New Delhi: The lady doth protest too much. This is the case with India, China and the disputed Sino-Bhutanese territory called Doklam. Nirmala Sitaraman, the ineffectual defence minister of the strategically deficient Narendra Modi government, has been quoted in the press to say, “We’re alert in Doklam.” The Indian envoy to China, another ineffectual official, has spoken harshly ahead of a meeting between Modi and dictator Xi Jinping. India’s hard posturing has little to do with intrinsic strength and seems to flow from the looming US-China trade war which contains risks of armed clashes breaking out in the South China Sea and in the Taiwan Strait. The Narendra Modi government perhaps smells opportunities in US-China troubles where none may exist. China as India’s northern neighbour is a permanent feature of the country’s geopolitics. Donald Trump, under who the United States has returned to the muddled anti-China policies of the late-1940s and early Fifties, is a bird of passage. In addition to the Russian election meddling scandal, he is in deep water with the Stormy Daniels affair, and the threat to her little daughter to obtain her silence on the liaison with Trump could blow up the rest of his White House life.

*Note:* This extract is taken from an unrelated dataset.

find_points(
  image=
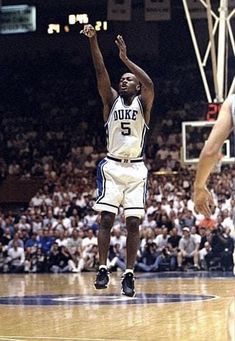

The Narendra Modi government believes China lacks the intelligence to see through its tawdry tactics. In dealing with a robust power like China which has stood up to both the Soviet Union and the United States in its rise to become one of the world’s three prime movers, you have to act with great circumspection, wisdom, patience and perspicacity. Empty rhetoric must be buried, loose talk shunned, and enormous energies must be deployed in silence and single-mindedness to craft a grand strategy to address the question of China. Unless India invests time, effort and treasure to the understanding of China, it would daily blunder about, convince the other state that it is unserious, and invite more trouble. China values predictability in relations although it understands the tactical value of occasional unpredictability in overall strategy. Designed tactical unpredictability caters to flexibility required for day-to-day changes and special circumstances without compromising long-term interests. India, however, has institutionalized unpredictability under Narendra Modi with disastrous results. Days ago, the new Indian foreign secretary preached peace and goodwill with China while the government was selling out the Dalai Lama and the Tibet movement. Now all of a sudden, India is talking tough on Doklam. Has India overnight become a Great Power? Is it overwhelmingly superior to China in arms? Has Pakistan consented to gang up with India against China?

No, no, no.

So why blow hot and cold?

The more India obsesses with Doklam, the greater it will get pushed to the centre of China’s strategy to neutralize the country. Doklam is a disputed piece of land between China and Bhutan. As China wins over one South Asian state after another as India helplessly watches, it will not be long before Bhutan succumbs to Chinese blandishments and threats. A simple territorial swap would fetch Doklam for China and leave India stranded in its fixation. There are ways and means to square the threat from Doklam to India’s narrow corridor connecting the bulk of the country to the North East, but endless chatter about Doklam provides no solution. It scares the country, and it tells China India is scared when it needn’t be. The United States will not bail out India on Doklam or anyplace else. India has to build its own capacities to deter China. Capacity building cannot happen in a day and is intimately linked to nation building of which the present government does not have the smallest clue. Meanwhile, cross your fingers that India’s Doklam obsession is suitably mitigated by the time Xi and Modi meet. Obsessions are unhealthy and unproductive.